To navigate this complex landscape and avoid polarization, policymakers must recognize that regulation involves trade-offs. Binary choices and appeals to a singular ‘greater good’ are ineffective. Policymaking is the art of balancing conflicting yet relevant interests. Striking a balance between competition and security is crucial as favoring one at the expense of the other would be counterproductive.
How policymakers strike this balance depends on the weight regulatory interventions assign to each of the interests involved. To this end, it is essential to distinguish between the primary rationales driving a policy intervention and the safeguards that constrain its scope. The DMA’s primary goal is to foster competition, but security must also be safeguarded. Accordingly, gatekeepers are not prohibited from adopting necessary and proportionate measures that ensure the integrity of their services and end users’ security.
🚨 The Digital Markets Act (DMA) aims to promote competition, but there’s a growing concern: could it also weaken platform security?
Here's a thread on @istbrunoleoni's @GiuColangelo new policy briefing on the DMA's trade-offs, challenges, and potential solutions. 🧵👇
— EPICENTER – European Policy Information Center (@epicenterEU) March 11, 2025
In this context, policymakers must seek solutions that achieve a constrained optimum, which safeguards against potential risks, rather than an unconstrained optimum. This means that, as a first guiding principle, when assessing the solutions proposed by gatekeepers for DMA compliance, the European Commission should not aim for the highest possible level of competition in absolute terms. Instead, it must seek the highest achievable level of competition while also ensuring an appropriate degree of security.
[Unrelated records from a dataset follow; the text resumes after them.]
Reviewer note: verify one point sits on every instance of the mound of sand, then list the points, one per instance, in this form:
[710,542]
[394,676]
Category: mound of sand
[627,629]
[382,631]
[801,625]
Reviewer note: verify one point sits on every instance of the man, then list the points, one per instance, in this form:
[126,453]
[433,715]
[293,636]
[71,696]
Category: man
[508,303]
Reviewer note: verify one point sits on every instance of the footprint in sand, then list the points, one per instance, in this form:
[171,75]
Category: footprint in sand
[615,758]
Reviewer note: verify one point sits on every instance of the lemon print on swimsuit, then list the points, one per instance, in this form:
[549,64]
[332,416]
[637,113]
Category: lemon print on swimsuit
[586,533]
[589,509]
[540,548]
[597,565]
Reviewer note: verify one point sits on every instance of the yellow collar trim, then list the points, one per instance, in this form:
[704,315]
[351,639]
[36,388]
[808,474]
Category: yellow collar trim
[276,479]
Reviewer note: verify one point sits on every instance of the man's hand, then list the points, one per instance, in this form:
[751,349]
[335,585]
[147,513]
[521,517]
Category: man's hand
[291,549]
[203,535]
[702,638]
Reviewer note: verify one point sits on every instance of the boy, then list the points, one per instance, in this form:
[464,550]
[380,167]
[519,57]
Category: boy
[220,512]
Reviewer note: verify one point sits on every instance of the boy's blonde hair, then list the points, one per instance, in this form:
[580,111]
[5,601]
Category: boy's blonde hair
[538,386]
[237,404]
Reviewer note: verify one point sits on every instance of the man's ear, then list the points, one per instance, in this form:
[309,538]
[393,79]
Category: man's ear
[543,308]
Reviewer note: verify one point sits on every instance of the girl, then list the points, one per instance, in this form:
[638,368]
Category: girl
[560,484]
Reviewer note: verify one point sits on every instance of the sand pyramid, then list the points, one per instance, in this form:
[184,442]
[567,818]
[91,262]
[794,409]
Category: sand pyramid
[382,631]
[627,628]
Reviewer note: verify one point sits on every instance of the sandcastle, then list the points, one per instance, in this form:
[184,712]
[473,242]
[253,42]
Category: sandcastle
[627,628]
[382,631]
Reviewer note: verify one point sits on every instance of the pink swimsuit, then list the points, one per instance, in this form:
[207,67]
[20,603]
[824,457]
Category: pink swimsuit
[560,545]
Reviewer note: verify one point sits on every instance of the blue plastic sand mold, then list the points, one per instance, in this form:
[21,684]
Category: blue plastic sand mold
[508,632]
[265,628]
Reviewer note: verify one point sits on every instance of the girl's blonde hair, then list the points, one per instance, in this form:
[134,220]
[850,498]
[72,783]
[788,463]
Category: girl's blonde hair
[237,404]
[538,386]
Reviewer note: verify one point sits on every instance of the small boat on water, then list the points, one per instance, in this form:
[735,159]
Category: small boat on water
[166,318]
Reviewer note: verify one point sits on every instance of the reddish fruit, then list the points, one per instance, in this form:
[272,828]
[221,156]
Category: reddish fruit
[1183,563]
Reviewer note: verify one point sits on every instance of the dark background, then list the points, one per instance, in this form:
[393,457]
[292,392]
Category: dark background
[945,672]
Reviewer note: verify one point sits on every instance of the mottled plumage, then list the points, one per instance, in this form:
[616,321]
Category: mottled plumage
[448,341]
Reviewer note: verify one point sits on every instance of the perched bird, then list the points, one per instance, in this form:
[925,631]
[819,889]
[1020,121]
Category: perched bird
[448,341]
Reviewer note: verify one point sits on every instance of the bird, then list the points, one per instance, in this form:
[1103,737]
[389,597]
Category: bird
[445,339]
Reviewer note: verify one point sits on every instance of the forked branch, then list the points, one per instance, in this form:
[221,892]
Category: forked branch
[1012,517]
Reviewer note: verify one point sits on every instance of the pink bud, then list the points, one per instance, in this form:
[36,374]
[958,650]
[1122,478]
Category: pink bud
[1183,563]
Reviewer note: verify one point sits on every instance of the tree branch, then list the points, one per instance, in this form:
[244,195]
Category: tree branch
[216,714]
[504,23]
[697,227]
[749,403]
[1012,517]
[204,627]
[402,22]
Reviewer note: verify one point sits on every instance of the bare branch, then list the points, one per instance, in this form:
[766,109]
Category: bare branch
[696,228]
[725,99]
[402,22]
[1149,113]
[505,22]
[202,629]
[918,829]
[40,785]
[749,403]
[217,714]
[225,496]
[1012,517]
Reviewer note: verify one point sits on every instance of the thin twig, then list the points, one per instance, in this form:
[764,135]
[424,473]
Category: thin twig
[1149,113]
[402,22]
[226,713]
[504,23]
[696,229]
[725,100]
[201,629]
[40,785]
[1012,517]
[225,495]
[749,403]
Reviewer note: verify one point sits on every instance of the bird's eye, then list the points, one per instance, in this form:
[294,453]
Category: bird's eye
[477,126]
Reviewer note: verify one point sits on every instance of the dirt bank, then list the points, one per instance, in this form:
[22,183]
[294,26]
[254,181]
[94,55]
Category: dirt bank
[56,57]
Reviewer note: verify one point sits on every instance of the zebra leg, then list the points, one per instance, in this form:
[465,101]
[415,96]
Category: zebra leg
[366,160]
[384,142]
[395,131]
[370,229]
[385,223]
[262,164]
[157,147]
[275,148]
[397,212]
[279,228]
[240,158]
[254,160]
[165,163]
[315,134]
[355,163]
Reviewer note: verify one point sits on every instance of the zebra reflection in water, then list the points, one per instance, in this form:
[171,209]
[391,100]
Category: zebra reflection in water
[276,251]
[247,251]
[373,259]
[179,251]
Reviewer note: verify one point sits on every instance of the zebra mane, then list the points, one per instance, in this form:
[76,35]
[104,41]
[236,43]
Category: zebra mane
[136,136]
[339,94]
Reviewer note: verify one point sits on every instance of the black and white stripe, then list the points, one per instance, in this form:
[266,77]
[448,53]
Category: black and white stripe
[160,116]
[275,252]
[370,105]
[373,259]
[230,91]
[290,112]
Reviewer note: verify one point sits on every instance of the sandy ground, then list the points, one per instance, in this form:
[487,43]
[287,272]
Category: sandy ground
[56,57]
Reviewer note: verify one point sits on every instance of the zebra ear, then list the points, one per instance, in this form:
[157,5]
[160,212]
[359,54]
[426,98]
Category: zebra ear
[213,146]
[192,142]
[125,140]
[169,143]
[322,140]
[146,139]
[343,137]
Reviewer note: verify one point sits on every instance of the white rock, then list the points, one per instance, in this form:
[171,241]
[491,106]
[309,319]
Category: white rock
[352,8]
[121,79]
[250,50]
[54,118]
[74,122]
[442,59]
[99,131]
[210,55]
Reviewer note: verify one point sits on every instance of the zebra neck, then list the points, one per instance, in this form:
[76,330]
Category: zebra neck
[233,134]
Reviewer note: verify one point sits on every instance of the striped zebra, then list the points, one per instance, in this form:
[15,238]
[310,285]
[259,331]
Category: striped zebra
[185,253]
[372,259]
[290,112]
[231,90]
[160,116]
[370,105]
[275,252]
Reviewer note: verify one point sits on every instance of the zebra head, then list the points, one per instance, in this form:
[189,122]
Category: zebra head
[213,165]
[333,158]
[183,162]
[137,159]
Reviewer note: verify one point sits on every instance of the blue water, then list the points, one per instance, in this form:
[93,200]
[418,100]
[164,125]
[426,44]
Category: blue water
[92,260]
This also requires considering differences in gatekeepers’ business models. Despite the DMA’s business model–agnostic approach, assessing compliance measures in context will help ensure they achieve the intended balance. Apple and Google, for example, have emphasized security concerns in their compliance reports, highlighting the role of trust in their ecosystems. However, the balance between competition and security cannot be the same in a closed ecosystem as it is in an open one. The challenge is particularly pronounced in Apple’s tightly controlled “walled garden,” where security and competition trade-offs differ from those in open ecosystems.
Competition or security should not be the question
Finally, it is important to emphasise that a balance between competition and security cannot be achieved without the contribution of gatekeepers. Achieving DMA compliance is a shared responsibility. Due to information asymmetry, effective solutions require cooperation between regulators and gatekeepers. In line with the initial warning against binary choices, it would not be possible to have a productive discussion if security risks are over-prioritized vis-à-vis competition and used to completely neutralise the effects of DMA obligations. This would distort the balance between the DMA’s primary goal and its safeguards. Therefore, it is the responsibility of gatekeepers to develop technical solutions that reconcile the dual need for competition and user security. In turn, the Commission must remain open-minded and be willing to consider the specific features of each proposed solution.
Against this background, the European Open Banking experience shows that competition and security can coexist. By mandating secure third-party access to financial data, Open Banking empowered consumers while implementing safeguards like strong authentication to prevent fraud. While not directly comparable to the DMA, this example demonstrates that technical solutions can be designed to enhance competition without compromising security. Therefore, implementing the DMA should not be seen as a Hamlet-like dilemma between competition and security.